The brain has a deep architecture
For example, the visual cortex is well-studied and shows a sequence of areas each of which contains a representation of the input, and signals flow from one to the next (there are also skip connections and at some level parallel paths, so the picture is more complex). Each level of this feature hierarchy represents the input at a different level of abstraction, with more abstract features further up in the hierarchy, defined in terms of the lower-level ones.
Note that representations in the brain are in between dense distributed and purely local: they are sparse: about 1% of neurons are active simultaneously in the brain. Given the huge number of neurons, this is still a very efficient (exponentially efficient) representation.
Cognitive processes seem deep
- Humans organize their ideas and concepts hierarchically.
- Humans first learn simpler concepts and then compose them to represent more abstract ones.
- Engineers break-up solutions into multiple levels of abstraction and processing
It would be nice to learn / discover these concepts (knowledge engineering failed because of poor introspection?). Introspection of linguistically expressible concepts also suggests a sparse representation: only a small fraction of all possible words/concepts are applicable to a particular input (say a visual scene).

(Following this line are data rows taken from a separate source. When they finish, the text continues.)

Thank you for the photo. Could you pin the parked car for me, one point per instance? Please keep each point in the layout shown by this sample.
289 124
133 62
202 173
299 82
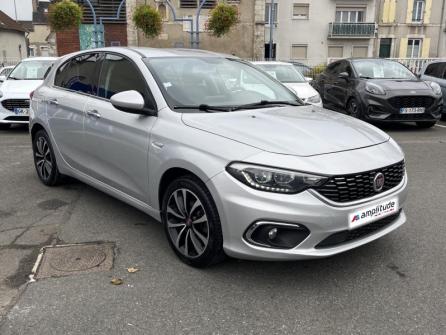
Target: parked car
379 90
4 72
436 72
15 91
287 74
191 138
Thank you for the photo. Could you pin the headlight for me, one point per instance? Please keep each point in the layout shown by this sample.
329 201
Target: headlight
374 89
315 99
435 87
273 179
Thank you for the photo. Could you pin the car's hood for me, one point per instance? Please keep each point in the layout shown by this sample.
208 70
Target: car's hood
395 84
301 131
20 86
303 90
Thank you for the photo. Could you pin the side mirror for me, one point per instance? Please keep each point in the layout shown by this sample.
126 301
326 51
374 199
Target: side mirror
343 75
129 102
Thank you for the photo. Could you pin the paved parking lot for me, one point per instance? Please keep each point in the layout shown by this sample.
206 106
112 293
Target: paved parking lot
395 285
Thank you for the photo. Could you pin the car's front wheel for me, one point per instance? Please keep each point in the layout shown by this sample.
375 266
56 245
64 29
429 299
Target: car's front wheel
426 124
192 223
44 159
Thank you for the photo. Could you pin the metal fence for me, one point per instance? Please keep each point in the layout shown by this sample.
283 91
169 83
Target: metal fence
312 67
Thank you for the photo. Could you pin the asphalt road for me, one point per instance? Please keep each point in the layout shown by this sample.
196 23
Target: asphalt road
395 285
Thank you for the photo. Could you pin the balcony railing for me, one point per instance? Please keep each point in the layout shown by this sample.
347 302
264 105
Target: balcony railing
351 30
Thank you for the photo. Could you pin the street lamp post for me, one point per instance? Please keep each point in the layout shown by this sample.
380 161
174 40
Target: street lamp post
271 29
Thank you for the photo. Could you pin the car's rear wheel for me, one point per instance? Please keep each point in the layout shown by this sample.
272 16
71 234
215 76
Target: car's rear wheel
192 223
44 160
354 109
426 124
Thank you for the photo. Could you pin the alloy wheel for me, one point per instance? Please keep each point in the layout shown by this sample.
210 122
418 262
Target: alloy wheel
187 223
44 159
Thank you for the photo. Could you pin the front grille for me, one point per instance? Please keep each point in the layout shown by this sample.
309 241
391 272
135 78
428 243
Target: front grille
346 236
10 104
411 101
352 187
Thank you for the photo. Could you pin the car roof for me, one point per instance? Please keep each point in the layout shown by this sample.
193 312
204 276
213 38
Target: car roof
38 58
271 62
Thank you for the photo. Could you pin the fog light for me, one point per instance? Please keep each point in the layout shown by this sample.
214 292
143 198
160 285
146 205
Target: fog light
272 234
276 234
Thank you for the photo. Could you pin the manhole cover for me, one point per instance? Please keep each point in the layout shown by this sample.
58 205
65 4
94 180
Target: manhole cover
64 260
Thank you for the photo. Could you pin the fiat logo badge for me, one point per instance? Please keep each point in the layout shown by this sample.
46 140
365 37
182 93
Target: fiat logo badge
378 182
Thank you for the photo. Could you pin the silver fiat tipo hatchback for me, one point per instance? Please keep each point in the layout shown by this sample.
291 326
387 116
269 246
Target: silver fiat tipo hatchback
227 158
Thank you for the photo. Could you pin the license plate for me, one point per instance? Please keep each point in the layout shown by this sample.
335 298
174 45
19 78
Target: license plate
369 214
21 111
412 110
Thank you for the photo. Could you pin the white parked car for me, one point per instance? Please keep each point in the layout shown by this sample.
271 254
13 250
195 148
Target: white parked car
288 75
16 89
4 72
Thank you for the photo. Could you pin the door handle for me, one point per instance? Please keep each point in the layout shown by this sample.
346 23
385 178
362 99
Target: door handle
94 113
52 101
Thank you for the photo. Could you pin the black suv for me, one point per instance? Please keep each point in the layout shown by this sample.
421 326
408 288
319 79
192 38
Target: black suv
379 90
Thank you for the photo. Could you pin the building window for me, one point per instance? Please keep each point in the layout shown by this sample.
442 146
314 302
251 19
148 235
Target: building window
350 15
301 11
418 11
269 15
163 11
385 47
360 51
413 48
188 3
299 51
335 51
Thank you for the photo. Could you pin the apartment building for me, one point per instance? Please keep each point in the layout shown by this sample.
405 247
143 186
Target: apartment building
411 28
315 31
246 40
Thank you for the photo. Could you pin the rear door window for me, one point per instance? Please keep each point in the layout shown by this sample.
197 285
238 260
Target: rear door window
79 74
119 74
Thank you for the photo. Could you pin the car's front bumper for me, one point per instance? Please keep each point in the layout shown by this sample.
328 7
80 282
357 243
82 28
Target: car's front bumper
379 108
8 116
241 206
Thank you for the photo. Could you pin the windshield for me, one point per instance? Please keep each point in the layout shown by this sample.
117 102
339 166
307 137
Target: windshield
214 81
381 69
283 73
30 70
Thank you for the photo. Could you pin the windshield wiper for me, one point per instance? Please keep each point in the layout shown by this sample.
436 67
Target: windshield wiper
266 103
205 108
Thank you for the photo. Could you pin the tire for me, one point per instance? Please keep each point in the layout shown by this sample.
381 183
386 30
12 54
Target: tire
426 124
193 230
45 160
354 109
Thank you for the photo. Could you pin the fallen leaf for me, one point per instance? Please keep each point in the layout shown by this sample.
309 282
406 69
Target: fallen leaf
116 281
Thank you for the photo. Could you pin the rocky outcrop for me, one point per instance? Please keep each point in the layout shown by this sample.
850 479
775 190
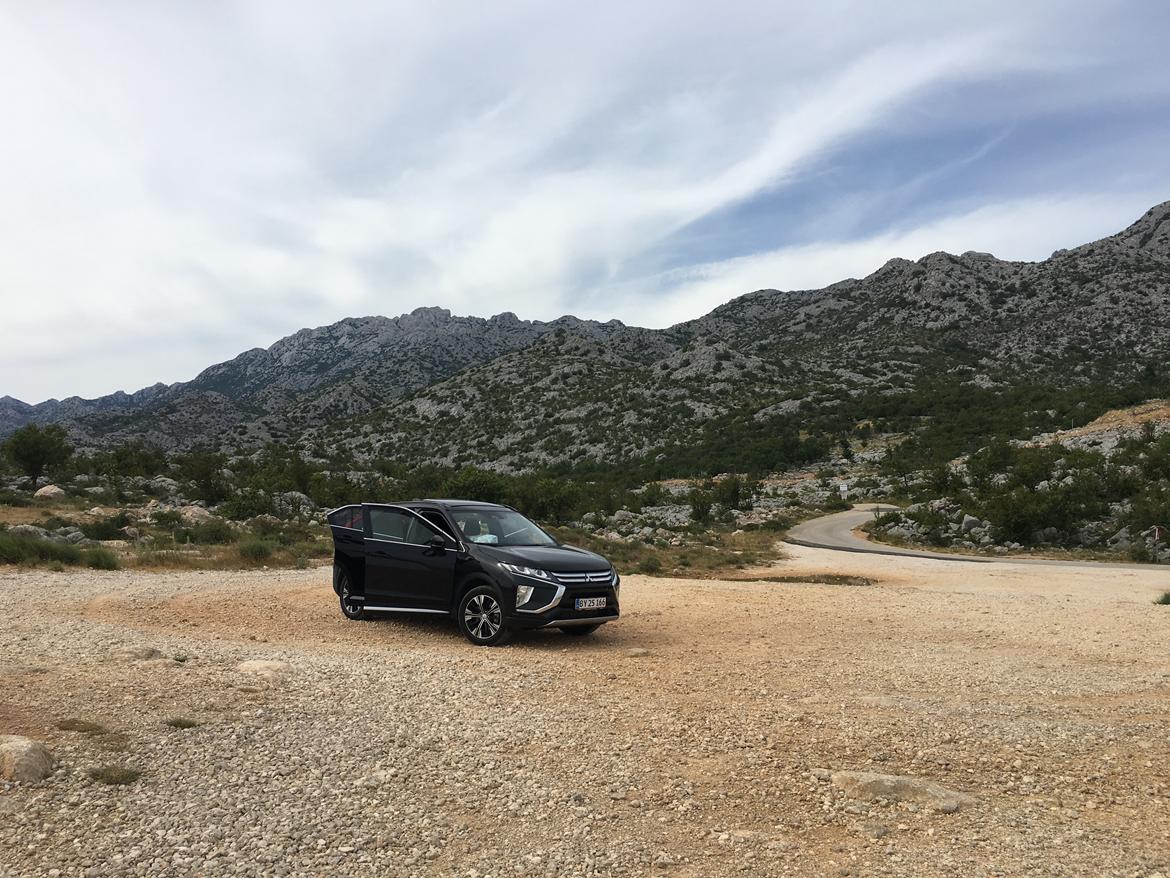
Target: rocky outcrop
23 760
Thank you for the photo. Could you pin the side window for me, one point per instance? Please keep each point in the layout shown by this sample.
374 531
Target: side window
390 525
348 518
438 520
419 532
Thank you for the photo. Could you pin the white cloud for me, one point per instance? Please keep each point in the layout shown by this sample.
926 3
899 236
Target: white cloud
185 182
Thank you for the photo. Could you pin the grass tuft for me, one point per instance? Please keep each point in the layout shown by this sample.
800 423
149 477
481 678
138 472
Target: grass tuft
115 775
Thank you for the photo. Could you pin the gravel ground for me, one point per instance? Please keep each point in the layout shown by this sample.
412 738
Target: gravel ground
696 736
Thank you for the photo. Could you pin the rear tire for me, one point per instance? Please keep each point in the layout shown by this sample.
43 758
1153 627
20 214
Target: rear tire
480 616
580 630
351 609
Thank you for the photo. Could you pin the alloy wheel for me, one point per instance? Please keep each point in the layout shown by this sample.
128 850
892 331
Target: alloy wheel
482 617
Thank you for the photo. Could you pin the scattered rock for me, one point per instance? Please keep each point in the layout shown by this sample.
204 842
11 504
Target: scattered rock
268 669
900 788
23 760
135 653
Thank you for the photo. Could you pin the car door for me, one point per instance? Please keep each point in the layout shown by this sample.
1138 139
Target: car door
404 571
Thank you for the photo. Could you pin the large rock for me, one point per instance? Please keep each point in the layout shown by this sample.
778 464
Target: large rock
900 788
23 760
194 514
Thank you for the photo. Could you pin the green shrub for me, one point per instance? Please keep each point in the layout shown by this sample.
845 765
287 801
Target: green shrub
255 550
213 532
22 549
651 566
167 519
105 528
247 503
101 558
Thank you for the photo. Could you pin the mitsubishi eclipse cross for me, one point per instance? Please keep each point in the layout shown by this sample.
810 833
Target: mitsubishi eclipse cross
484 564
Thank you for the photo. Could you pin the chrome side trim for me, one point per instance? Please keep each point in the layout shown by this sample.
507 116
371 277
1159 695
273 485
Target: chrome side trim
556 599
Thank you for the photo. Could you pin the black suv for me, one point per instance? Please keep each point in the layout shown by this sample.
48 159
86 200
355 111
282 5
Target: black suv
486 564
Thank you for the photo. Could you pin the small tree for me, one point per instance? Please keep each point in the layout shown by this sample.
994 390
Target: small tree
33 448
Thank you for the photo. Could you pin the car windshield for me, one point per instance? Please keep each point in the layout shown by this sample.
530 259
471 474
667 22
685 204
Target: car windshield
499 527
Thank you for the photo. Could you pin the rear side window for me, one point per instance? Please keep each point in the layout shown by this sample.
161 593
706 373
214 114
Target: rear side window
348 518
390 525
435 519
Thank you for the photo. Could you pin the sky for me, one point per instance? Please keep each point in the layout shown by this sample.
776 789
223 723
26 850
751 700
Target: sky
183 182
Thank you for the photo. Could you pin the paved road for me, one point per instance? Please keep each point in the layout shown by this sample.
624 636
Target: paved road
835 532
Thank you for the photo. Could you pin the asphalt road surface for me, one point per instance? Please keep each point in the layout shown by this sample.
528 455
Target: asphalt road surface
838 533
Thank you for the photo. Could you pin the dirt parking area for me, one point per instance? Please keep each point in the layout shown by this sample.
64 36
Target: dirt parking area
703 734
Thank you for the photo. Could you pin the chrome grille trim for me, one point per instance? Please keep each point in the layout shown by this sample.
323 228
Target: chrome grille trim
586 577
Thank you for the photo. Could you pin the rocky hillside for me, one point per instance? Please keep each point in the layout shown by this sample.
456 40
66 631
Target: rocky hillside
516 395
761 365
308 378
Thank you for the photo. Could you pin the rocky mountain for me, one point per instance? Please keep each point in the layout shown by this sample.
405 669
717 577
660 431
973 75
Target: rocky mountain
518 395
1098 313
305 379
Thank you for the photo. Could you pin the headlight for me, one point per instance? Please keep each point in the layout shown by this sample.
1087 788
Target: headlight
520 570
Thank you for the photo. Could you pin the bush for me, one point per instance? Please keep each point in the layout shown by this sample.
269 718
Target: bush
651 566
105 528
247 505
255 550
101 560
34 448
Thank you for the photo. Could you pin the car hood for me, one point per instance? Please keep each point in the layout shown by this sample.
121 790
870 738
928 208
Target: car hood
557 558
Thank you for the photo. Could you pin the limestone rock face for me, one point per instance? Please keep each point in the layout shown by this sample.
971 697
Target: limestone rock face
23 760
900 788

Breakthrough in Learning Deep Architectures
Before 2006, attempts at training deep architectures failed: training a deep supervised feedforward neural network tends to yield worse results (both in training and in test error) then shallow ones (with 1 or 2 hidden layers).
Three papers changed that in 2006, spearheaded by Hinton’s revolutionary work on Deep Belief Networks (DBNs):
- Hinton, G. E., Osindero, S. and Teh, Y., A fast learning algorithm for deep belief netsNeural Computation 18:1527-1554, 2006
- Yoshua Bengio, Pascal Lamblin, Dan Popovici and Hugo Larochelle, Greedy Layer-Wise Training of Deep Networks, in J. Platt et al. (Eds), Advances in Neural Information Processing Systems 19 (NIPS 2006), pp. 153-160, MIT Press, 2007
- Marc’Aurelio Ranzato, Christopher Poultney, Sumit Chopra and Yann LeCun Efficient Learning of Sparse Representations with an Energy-Based Model, in J. Platt et al. (Eds), Advances in Neural Information Processing Systems (NIPS 2006), MIT Press, 2007
The following key principles are found in all three papers:
- Unsupervised learning of representations is used to (pre-)train each layer.

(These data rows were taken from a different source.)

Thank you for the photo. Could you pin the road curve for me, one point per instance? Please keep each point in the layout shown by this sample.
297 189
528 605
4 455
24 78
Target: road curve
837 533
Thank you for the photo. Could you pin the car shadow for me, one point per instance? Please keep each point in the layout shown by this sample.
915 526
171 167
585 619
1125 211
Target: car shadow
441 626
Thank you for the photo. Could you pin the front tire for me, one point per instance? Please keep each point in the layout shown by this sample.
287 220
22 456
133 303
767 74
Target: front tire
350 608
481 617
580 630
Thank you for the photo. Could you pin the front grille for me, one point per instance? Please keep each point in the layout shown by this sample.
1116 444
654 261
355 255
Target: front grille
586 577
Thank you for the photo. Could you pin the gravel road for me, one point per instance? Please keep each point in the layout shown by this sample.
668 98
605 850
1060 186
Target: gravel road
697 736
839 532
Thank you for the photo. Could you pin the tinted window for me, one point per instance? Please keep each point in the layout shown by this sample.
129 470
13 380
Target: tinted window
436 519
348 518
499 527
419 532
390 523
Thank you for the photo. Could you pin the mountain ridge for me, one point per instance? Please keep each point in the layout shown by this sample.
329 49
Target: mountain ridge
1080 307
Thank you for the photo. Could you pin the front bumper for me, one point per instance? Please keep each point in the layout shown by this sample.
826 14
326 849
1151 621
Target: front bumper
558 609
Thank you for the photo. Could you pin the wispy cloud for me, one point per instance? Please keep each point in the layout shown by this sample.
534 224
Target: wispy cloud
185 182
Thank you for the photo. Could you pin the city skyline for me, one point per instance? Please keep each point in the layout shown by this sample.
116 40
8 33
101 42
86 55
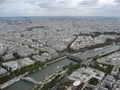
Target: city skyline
59 8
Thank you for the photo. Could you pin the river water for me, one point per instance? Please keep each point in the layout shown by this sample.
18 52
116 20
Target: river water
39 75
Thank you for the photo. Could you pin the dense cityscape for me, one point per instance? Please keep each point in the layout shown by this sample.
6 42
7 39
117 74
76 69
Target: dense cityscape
60 53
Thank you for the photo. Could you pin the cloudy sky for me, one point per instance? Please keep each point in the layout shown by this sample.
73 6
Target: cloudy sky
59 7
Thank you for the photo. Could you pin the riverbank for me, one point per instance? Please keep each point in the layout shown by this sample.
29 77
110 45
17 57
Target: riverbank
12 81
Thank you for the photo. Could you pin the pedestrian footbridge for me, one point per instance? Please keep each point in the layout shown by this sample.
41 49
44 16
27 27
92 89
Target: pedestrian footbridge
29 79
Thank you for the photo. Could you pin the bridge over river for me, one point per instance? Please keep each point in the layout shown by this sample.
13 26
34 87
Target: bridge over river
29 79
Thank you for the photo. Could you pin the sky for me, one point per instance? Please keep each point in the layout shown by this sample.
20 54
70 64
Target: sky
59 8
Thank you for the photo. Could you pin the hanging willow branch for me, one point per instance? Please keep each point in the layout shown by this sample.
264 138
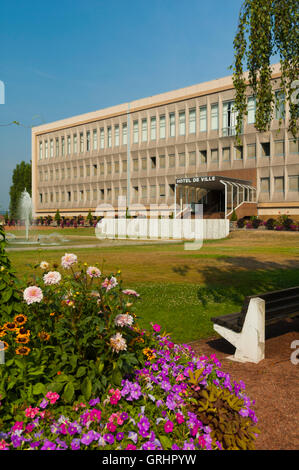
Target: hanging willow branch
266 28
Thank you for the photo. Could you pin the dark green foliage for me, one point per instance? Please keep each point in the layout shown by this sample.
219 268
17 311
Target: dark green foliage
219 409
266 28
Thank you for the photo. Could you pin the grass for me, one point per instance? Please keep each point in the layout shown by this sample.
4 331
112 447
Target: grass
182 290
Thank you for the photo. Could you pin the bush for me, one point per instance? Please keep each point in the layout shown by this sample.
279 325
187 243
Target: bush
270 224
241 223
160 407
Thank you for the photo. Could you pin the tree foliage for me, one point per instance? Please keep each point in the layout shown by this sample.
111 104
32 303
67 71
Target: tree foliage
21 179
266 28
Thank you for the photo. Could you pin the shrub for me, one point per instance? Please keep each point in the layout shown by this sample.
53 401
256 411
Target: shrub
270 224
155 409
241 223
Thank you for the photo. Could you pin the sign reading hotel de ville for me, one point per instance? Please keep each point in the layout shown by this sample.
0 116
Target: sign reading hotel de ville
196 179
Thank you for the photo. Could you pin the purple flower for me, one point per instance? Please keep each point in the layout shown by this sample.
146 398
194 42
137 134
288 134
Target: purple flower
48 445
109 438
43 404
75 444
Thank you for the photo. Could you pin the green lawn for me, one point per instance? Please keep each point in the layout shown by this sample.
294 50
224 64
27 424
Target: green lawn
181 289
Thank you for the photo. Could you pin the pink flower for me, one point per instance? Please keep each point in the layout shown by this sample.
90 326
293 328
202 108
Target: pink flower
31 412
92 271
180 418
168 426
52 277
68 260
32 294
53 397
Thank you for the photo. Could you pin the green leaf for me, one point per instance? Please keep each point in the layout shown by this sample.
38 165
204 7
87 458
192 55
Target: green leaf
86 388
68 392
38 389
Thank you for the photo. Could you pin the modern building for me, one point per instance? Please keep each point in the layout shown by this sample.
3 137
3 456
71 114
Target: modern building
178 146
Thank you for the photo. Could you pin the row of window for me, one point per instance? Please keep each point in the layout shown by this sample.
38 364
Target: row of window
145 192
145 130
279 184
169 161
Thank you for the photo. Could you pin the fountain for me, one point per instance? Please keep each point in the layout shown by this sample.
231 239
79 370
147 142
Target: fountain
25 213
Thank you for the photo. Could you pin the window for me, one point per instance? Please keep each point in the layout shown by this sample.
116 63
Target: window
125 133
192 121
192 158
294 183
182 123
265 185
214 117
214 155
144 192
116 135
279 148
51 148
153 191
162 161
109 137
153 128
265 149
239 152
162 190
102 138
229 118
95 139
293 146
182 161
135 132
203 119
143 163
75 143
162 127
144 130
171 161
203 156
251 151
226 154
251 105
279 184
171 124
135 164
279 105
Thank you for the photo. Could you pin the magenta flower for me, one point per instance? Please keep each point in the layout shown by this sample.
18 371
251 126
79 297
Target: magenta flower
168 426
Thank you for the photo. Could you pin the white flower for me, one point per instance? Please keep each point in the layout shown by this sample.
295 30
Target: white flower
124 320
68 260
33 294
44 265
52 277
118 343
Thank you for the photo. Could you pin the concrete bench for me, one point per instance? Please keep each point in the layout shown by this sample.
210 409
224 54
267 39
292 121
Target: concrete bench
246 329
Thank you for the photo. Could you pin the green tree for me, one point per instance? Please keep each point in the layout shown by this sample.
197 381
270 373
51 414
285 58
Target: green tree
266 28
21 179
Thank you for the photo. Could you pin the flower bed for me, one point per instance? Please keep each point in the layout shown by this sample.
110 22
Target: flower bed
80 373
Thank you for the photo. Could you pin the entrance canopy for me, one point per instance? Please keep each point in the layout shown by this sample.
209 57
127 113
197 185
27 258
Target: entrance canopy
235 191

- Unsupervised training of one layer at a time, on top of the previously trained ones. The representation learned at each level is the input for the next layer.
- Use supervised training to fine-tune all the layers (in addition to one or more additional layers that are dedicated to producing predictions).

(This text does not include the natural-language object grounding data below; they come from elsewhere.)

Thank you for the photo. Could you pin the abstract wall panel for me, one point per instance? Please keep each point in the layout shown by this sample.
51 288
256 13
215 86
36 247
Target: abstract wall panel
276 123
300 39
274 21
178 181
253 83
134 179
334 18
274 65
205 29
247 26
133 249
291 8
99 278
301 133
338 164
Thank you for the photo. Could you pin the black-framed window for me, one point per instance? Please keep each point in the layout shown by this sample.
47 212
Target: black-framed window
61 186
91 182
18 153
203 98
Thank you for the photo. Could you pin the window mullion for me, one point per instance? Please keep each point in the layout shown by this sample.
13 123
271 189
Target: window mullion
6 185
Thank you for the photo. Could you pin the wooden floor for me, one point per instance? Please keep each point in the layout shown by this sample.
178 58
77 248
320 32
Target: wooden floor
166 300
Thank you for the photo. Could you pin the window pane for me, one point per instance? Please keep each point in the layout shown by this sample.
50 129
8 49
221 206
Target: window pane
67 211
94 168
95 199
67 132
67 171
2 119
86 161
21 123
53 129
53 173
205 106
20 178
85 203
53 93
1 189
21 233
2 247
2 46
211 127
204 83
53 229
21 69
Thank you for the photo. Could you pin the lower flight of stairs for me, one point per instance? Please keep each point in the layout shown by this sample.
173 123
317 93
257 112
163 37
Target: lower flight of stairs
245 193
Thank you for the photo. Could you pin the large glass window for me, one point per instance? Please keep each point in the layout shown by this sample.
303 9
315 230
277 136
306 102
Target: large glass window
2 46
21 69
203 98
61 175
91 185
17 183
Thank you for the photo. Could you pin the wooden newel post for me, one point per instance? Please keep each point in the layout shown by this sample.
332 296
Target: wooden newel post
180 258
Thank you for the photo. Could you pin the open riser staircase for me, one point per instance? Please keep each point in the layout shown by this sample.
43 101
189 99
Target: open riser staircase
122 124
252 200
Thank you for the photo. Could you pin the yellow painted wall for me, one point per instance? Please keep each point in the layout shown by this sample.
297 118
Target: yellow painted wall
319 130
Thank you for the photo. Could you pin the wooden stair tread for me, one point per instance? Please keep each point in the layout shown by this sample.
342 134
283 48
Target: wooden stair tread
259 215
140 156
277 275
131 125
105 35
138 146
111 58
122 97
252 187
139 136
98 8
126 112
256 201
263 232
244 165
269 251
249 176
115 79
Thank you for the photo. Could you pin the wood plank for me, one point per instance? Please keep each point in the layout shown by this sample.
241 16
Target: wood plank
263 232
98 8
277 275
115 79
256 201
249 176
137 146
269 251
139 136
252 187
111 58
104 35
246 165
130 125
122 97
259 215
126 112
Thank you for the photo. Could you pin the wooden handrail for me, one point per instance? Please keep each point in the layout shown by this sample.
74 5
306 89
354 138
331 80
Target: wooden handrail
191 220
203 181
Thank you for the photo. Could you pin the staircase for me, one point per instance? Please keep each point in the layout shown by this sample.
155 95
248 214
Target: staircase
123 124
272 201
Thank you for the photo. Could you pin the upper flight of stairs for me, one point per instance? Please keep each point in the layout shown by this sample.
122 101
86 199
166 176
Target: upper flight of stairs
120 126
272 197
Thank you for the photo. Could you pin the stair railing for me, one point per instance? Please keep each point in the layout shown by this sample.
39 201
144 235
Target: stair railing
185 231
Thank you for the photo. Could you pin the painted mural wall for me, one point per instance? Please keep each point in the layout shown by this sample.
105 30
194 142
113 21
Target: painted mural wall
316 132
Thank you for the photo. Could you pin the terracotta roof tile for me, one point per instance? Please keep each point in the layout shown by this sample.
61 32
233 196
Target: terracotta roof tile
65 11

The DBNs use RBMs for unsupervised learning of representation at each layer. The Bengio et al paper explores and compares RBMs and auto-encoders (neural network that predicts its input, through a bottleneck internal layer of representation). The Ranzato et al paper uses sparse auto-encoder (which is similar to sparse coding) in the context of a convolutional architecture. Auto-encoders and convolutional architectures will be covered later in the course.
Since 2006, a plethora of other papers on the subject of deep learning has been published, some of them exploiting other principles to guide training of intermediate representations. See Learning Deep Architectures for AI for a survey.